Continuation to Managing huge zip files in dataBricks
Databricks hangs after 30 files. What to do?
I have split huge 32Gb zip into 100 stand-alone pieces. I've split header from the file and can thus process it like any CSV-file. I need to filter the data based on columns. Files are in Azure Data Lake Storage Gen1 and must be stored there.
Trying to read single file (or all 100 files) at once fails after working for ~30 min. (see linked question above.)
What I've done:
def lookup_csv(CR_nro, hlo_lista =[], output = my_output_dir ):
base_lib = 'adl://azuredatalakestore.net/<address>'
all_files = pd.DataFrame(dbutils.fs.ls(base_lib + f'CR{CR_nro}'), columns = ['full', 'name', 'size'])

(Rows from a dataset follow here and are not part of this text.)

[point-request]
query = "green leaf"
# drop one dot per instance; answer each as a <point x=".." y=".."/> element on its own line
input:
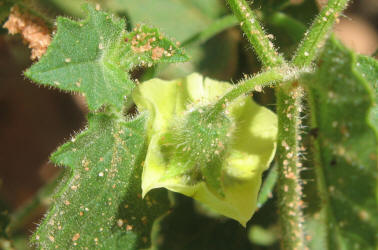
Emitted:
<point x="245" y="154"/>
<point x="186" y="229"/>
<point x="346" y="147"/>
<point x="177" y="18"/>
<point x="93" y="57"/>
<point x="368" y="69"/>
<point x="99" y="205"/>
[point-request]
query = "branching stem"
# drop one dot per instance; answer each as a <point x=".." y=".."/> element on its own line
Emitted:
<point x="288" y="110"/>
<point x="260" y="41"/>
<point x="263" y="79"/>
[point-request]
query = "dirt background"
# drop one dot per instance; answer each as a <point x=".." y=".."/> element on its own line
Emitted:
<point x="35" y="120"/>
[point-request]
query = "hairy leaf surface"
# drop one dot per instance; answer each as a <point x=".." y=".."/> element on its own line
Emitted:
<point x="99" y="204"/>
<point x="94" y="56"/>
<point x="346" y="151"/>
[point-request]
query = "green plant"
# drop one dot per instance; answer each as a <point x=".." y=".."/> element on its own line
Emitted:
<point x="203" y="138"/>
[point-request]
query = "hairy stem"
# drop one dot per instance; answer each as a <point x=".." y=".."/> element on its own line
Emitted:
<point x="263" y="79"/>
<point x="260" y="41"/>
<point x="288" y="109"/>
<point x="288" y="156"/>
<point x="316" y="35"/>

done = pd.DataFrame(dbutils.fs.ls(output), columns = ['full', 'name', 'size'])
all_files = all_files[~all_files['name'].isin(tehdyt['name'].str.replace('/', ''))]
all_files = all_files[~all_files['name'].str.contains('header')]
my_scema = spark.read.csv(base_lib + f'CR{CR_nro}/header.csv', sep='\t', header=True, maxColumns = 1000000).schema
tmp_lst = ['CHROM', 'POS', 'ID', 'REF', 'ALT', 'QUAL', 'FILTER', 'INFO', 'FORMAT'] + [i for i in hlo_lista if i in my_scema.fieldNames()]
for my_file in all_files.iterrows():
print(my_file[1]['name'], time.ctime(time.time()))
data = spark.read.option('comment', '#').option('maxColumns', 1000000).schema(my_scema).csv(my_file[1]['full'], sep='\t').select(tmp_lst)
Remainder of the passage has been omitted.